The man who gave good advice got a "First" in Mods, and everyone felt confident he would get a first in Greats; he did brilliantly in nearly all his papers; but during the Latin unseen a temporary and sudden lapse of memory came over him and he forgot the English for /manubioe/, which the day before he had known quite well means prize-money. In fact the word was written on the first page of his note-book. The word was in his brain, but a small shutter had closed on it for the moment and he could not recall it. He looked over his neighbour's shoulder. His neighbour had translated it "booty." He copied the word mechanically, knowing it was wrong. As he did so he was detected and accused of cribbing. He denied the charge, the matter was investigated, the papers were compared, and the man who gave good advice was disqualified. In all his other papers he had done incomparably better than anyone else.
When he left Oxford the man who gave good advice went into a Government office. He had not been in it long before he perceived that by certain simple reforms the work of the office could be done twice as effectually and half as expensively. He embodied these reforms in a memorandum and they were not long afterwards adopted. He became private secretary to Snipe, a rising politician and persuaded him to change his party and his politics. Snipe, owing to this advice, became a Cabinet Minister, and the man who gave good advice, having inherited some money, stood for Parliament himself. He stood as a Conservative at a General Election and spoke eloquently to enthusiastic meetings.
The wire-pullers prophecied an overwhelming majority, when shortly before the poll, at one of his meetings, he suddenly declared himself to be an Independent, and made a speech violently in favour of Home Rule and conion. The result was that the Liberal Imperialist got in by a huge majority, and the man who gave good advice was pelted with rotten eggs.
After this the man who gave good advice abandoned politics and took to finance; in this branch of human affairs he made the fortune of several of his friends, preventing some from putting their money in alluring South African schemes, and advising others to risk theirs on events which seemed to him certain, such as the election of a President or the short-lived nature of a revolution; events which he foresaw with intuition amounting to second-sight. At the same time he lost nearly all his own money by investing it in a company which professed to have discovered a manner--cheap and rapid--of transforming copper into platinum. He made the fortune of a publisher by insisting on the publication of a novel which six intelligent men had declared to be unreadable. It was called "The Conscience of John Digby," and when published it sold by thousands and tens of thousands.
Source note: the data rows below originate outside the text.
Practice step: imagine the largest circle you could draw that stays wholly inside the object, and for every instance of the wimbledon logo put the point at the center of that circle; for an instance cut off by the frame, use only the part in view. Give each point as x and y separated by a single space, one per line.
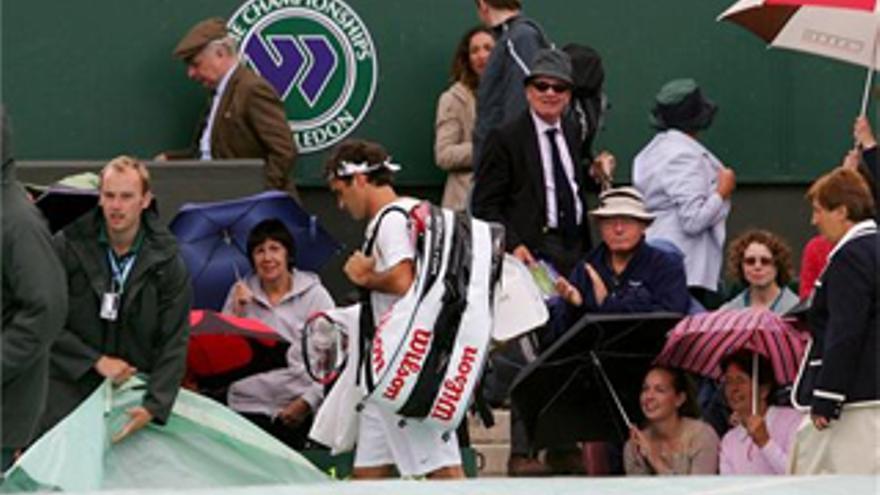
320 58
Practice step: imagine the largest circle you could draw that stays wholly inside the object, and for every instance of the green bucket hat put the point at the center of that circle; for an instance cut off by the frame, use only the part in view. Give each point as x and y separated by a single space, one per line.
681 105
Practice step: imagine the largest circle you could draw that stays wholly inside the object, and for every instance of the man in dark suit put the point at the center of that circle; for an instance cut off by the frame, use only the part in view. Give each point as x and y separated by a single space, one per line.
244 117
529 178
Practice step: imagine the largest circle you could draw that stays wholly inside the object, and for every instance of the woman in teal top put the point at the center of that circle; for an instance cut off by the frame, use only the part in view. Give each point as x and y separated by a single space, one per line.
761 261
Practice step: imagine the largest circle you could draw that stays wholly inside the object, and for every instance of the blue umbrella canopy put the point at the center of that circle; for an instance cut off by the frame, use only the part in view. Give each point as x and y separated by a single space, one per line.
213 240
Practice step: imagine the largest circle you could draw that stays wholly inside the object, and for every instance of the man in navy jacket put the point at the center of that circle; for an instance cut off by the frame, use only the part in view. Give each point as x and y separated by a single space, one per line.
623 274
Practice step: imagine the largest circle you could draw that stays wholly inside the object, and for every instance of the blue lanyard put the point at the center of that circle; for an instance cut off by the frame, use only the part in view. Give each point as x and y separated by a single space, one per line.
120 270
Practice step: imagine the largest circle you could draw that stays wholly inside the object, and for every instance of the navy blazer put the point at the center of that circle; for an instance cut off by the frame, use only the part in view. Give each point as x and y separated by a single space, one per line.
841 367
509 183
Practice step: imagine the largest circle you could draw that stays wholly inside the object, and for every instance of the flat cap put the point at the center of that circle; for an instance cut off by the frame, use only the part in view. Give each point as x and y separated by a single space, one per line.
551 62
199 36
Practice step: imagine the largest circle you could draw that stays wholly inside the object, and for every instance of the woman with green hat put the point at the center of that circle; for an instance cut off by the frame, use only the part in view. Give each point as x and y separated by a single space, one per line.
684 184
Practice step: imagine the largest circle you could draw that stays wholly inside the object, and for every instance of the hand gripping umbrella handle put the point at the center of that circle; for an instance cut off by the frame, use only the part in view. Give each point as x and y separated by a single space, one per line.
611 390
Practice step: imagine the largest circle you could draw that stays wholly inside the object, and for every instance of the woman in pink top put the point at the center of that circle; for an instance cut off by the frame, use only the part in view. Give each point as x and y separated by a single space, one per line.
758 443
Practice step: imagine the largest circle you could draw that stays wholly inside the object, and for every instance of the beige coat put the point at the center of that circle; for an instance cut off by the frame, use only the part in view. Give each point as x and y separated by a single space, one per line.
456 114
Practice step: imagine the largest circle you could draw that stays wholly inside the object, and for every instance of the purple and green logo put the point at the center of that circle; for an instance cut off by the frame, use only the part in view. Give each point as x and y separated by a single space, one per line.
320 58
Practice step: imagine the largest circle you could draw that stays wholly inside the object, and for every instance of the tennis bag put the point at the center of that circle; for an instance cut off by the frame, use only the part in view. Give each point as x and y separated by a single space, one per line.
423 358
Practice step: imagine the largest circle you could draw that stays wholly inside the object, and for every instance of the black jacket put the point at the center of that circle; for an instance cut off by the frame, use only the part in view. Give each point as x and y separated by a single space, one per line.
34 307
842 367
509 184
152 328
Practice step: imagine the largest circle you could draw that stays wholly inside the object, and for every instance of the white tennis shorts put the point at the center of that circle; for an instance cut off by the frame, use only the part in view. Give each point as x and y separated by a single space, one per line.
416 449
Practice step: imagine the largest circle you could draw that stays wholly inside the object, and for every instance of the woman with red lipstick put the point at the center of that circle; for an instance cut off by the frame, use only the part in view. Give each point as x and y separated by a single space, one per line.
283 400
672 441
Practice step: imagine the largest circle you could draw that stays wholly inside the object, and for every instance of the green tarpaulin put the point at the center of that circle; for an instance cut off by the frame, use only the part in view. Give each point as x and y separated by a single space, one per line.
203 445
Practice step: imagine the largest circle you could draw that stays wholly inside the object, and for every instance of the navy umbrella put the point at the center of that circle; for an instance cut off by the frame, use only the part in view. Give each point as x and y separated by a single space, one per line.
62 205
213 240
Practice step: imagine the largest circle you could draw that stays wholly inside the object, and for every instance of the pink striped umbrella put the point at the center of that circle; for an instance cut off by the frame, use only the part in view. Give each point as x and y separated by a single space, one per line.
699 342
845 30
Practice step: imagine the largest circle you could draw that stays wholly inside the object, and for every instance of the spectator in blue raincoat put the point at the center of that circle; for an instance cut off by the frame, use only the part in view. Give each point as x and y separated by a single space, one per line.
623 274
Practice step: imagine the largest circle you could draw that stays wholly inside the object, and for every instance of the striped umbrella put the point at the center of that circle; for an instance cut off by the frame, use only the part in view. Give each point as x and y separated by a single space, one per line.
698 343
845 30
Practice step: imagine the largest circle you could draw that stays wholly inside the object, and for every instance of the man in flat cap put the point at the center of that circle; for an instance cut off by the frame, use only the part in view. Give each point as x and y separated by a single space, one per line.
531 180
244 117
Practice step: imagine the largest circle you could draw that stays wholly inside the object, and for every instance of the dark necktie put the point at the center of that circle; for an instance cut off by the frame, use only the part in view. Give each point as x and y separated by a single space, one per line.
566 214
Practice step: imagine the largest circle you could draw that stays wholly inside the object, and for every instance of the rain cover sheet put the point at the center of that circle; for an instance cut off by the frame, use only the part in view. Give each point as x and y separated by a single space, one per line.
203 445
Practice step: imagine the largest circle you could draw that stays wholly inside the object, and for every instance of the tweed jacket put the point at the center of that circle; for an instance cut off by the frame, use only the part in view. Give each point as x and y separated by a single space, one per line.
250 123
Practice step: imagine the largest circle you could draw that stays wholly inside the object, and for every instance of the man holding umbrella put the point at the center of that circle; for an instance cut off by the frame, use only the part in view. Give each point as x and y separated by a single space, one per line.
129 302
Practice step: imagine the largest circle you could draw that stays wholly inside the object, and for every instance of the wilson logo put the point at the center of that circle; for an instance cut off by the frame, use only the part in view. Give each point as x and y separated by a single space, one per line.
453 388
410 364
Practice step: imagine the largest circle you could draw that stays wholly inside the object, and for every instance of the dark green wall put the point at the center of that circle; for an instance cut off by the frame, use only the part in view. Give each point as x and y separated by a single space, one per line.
88 79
But he lost the handsome reward he received for this service by publishing at his own expense, on magnificent paper, an edition of Rabelais' works in their original tongue. He frequently spotted winners for his friends and for himself, but any money that he won at a race meeting he invariably lost coming home in the train on the Three Card Trick.
Nor did he lose touch with politicians, and this brought about the final catastrophe. A great friend of his, the eminent John Brooke, had the chance of becoming Prime Minister. Parties were at that time in a state of confusion. The question was, should his friend ally himself with or sever himself for ever from Mr. Capax Nissy, the leader of the Liberal Aristocracy Party, who seemed to have a large following? His friend, John Brooke, gave a small dinner to his most intimate friends in order to talk over the matter. The man who gave good advice was so eloquent, so cogent in his reasoning, so acute in his perception, that he persuaded Brooke to sever himself for ever from Capax Nissy. He persuaded all who were present, with the exception of Mr. Short-Sight, a pig-headed man who reasoned falsely. So annoyed did the man who gave good advice become with Short-Sight, and so excited in his vexation, that he finally lost his self-control, and hit him as hard as he could on the head--after Short-Sight had repeated a groundless assertion for the seventh time--with the poker.
Short-Sight died, and the man who gave good advice was convicted of wilful murder. He gave admirable advice to his counsel, but threw away his own case as soon as he entered the box himself, which he insisted on doing. He was hanged in gaol at Reading. Many people whom he had benefited in various ways visited him in prison, among others John Brooke, the Prime Minister. It is said that he would certainly have been reprieved but for the intemperate and inexcusable letters he wrote to the Home Secretary from prison.
"It's a great tragedy--he was a clever man," said Brooke after dinner when they were discussing the misfortune at Downing Street; "a very clever man, but he had no judgment."
"No," said Snipe, the man whose private secretary the man who gave good advice had been, "That's it. It's an awful thing--but he had no judgment."